Comments- Olson and Parris (1987) referred the partial carpometacarpus based on size only, so this assignment is questionable.
References- Marsh, 1872. Preliminary description of Hesperornis regalis, with notices of four other new species of Cretaceous birds. American Journal of Science, series 3. 3, 360-365.
Shufeldt, 1915. Fossil birds in the Marsh Collection of Yale University. Transactions of the Connecticut Academy of Arts and Sciences. 19, 1-110.
Olson and Parris, 1987. The Cretaceous Birds of New Jersey. Smithsonian Contributions to Paleobiology. 63, 22 pp.
G. augustus Hope, 1999
Late Maastrichtian, Late Cretaceous
Lance Formation, Wyoming, US
Holotype
- (AMNH 25223) proximal humerus
Diagnosis- (after Hope, 1999) 35% larger than G. velox; area between ventral and dorsal tubercles relatively wider and flatter.
Comments- The holotype was discovered in 1985.
Reference- Hope, 1999. A new species of Graculavus from the Cretaceous of Wyoming (Aves: Neornithes). in Olson (ed.). Avian Paleontology at the Close of the 20th Century: Proceedings of the 4th International Meeting of the Society of Avian Paleontology and Evolution, Washington, DC, June 1996. Smithsonian Contributions to Paleobiology. 89, 261-266.

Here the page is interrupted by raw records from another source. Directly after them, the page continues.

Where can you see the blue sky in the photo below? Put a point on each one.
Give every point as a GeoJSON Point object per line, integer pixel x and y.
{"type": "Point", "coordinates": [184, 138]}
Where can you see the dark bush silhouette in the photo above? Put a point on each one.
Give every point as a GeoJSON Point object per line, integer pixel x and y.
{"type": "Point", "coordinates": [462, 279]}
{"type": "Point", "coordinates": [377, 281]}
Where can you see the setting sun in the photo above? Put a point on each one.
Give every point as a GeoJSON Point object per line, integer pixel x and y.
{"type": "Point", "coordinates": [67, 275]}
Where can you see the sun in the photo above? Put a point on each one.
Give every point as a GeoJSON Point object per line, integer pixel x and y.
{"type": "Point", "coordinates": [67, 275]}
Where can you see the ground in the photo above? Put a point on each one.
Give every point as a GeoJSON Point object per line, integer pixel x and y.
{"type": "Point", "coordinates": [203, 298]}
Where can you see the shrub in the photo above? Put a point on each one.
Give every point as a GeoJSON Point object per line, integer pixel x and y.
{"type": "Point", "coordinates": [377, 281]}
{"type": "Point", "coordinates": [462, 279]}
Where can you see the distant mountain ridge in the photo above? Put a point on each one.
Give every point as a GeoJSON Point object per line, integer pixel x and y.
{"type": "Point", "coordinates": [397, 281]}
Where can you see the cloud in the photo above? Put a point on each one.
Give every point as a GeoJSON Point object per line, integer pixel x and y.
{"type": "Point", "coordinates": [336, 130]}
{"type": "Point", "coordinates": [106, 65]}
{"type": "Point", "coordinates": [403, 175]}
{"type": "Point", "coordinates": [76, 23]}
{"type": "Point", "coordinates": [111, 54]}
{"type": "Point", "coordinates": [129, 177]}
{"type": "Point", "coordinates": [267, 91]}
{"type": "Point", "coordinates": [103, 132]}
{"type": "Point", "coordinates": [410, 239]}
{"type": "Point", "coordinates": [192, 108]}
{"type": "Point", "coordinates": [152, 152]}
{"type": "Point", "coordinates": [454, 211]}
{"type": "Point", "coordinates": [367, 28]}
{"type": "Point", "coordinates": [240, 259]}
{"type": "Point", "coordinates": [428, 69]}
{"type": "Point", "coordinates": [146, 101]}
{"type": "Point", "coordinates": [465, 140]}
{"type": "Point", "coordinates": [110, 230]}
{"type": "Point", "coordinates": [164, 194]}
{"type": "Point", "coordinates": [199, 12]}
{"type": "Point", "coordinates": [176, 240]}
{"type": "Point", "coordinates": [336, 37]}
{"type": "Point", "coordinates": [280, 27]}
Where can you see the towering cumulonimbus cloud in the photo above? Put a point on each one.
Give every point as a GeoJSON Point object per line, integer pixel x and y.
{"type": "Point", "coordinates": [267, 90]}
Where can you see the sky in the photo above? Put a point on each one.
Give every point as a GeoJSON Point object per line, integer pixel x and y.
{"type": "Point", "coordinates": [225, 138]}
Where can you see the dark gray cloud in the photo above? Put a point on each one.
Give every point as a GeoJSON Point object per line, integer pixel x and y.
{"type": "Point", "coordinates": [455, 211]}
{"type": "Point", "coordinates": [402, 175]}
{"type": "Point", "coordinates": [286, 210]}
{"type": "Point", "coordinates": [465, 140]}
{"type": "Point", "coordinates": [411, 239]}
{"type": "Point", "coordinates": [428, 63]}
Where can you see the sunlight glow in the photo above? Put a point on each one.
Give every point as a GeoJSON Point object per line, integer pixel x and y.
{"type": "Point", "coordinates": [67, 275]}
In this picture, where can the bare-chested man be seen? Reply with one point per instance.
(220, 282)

Telmatornithidae Cracraft, 1972
Reference- Cracraft, 1972. A new Cretaceous charadriiform family. Auk. 89, 36-46.
Telmatornis Marsh, 1870
T. priscus Marsh, 1870
= Telmatornis affinis Marsh, 1870
?= Graculavus pumilis Marsh, 1872
Late Maastrichtian, Late Cretaceous
Navesink Formation, New Jersey, US
Holotype
- (YPM 840) distal humerus
Referred- (YPM 845; holotype of Telmatornis affinis) distal humerus (Marsh, 1870)
Late Maastrichtian-Early Danian, Late Cretaceous-Early Paleocene
basal Hornerstown Formation, New Jersey, US

(ANSP 15360) distal humerus (Olson and Parrish, 1987)
?(ANSP 15541) pedal phalanx II-1 (14.6 mm) (Olson and Parrish, 1987)
?(NJSM 11853) distal tarsometatarsus (Olson and Parrish, 1987)
?(NJSM 11900) proximal ulna (Olson and Parrish, 1987)
?(YPM 850; holotype of Graculavus pumilis) proximal humerus, partial carpometacarpus, forelimb fragments (Marsh, 1872)
Comments- Marsh (1870) believed Telmatornis was most similar to rallids and ardeids, though it has been most often compared to rallids or burhinids since. Cracraft (1972) was the first to favor a charadriiform identity and synonymized affinis and priscus as the only notable difference was the slightly larger size (~7-19%) and robusticity of priscus (contra Hope 2002, Shufeldt 1915 felt synonymy was possible but not determinable due to sample size). Olson and Parris (1987) also referred the holotypes of Graculavus pumilis and Palaeotringa vetus to this taxon, but Hope (2002) found vetus to be dissimilar to charadriiforms based on a new specimen from the Lance Formation. While Hope (2002) agrees pumilis is probably synonymous with priscus, the referral of the ulna, tarsometatarsus and phalanx are only based on size and similarity to burhinids. Hope (2002) found Telmatornis to share several characters with charadriiforms that are also found other taxa and are often developed to a lesser degree in crown members of the order.
The Graculavus pumilis holotype was found to be non-avian by Clarke (2002).
References- Marsh, 1870. Notice of some fossil birds from the Cretaceous and Tertiary formations of the United States. American Journal of Science, series 2. 49, 205-217.
Marsh, 1872. Preliminary description of Hesperornis regalis, with notices of four other new species of Cretaceous birds. American Journal of Science, series 3. 3, 360-365.
Cracraft, 1972. A new Cretaceous charadriiform family. Auk. 89, 36-46.
Olson and Parris, 1987. The Cretaceous Birds of New Jersey. Smithsonian Contributions to Paleobiology. 63, 22 pp.
Clarke, 2002. The morphology and systematic position of Ichthyornis Marsh and the phylogenetic relationships of basal Ornithurae. Ph.D. dissertation, Yale University, New Haven, CT. 532 pp.
Hope, 2002. The Mesozoic radiation of Neornithes. in Chiappe and Witmer, eds. Mesozoic Birds: Above the Heads of Dinosaurs. 339-388.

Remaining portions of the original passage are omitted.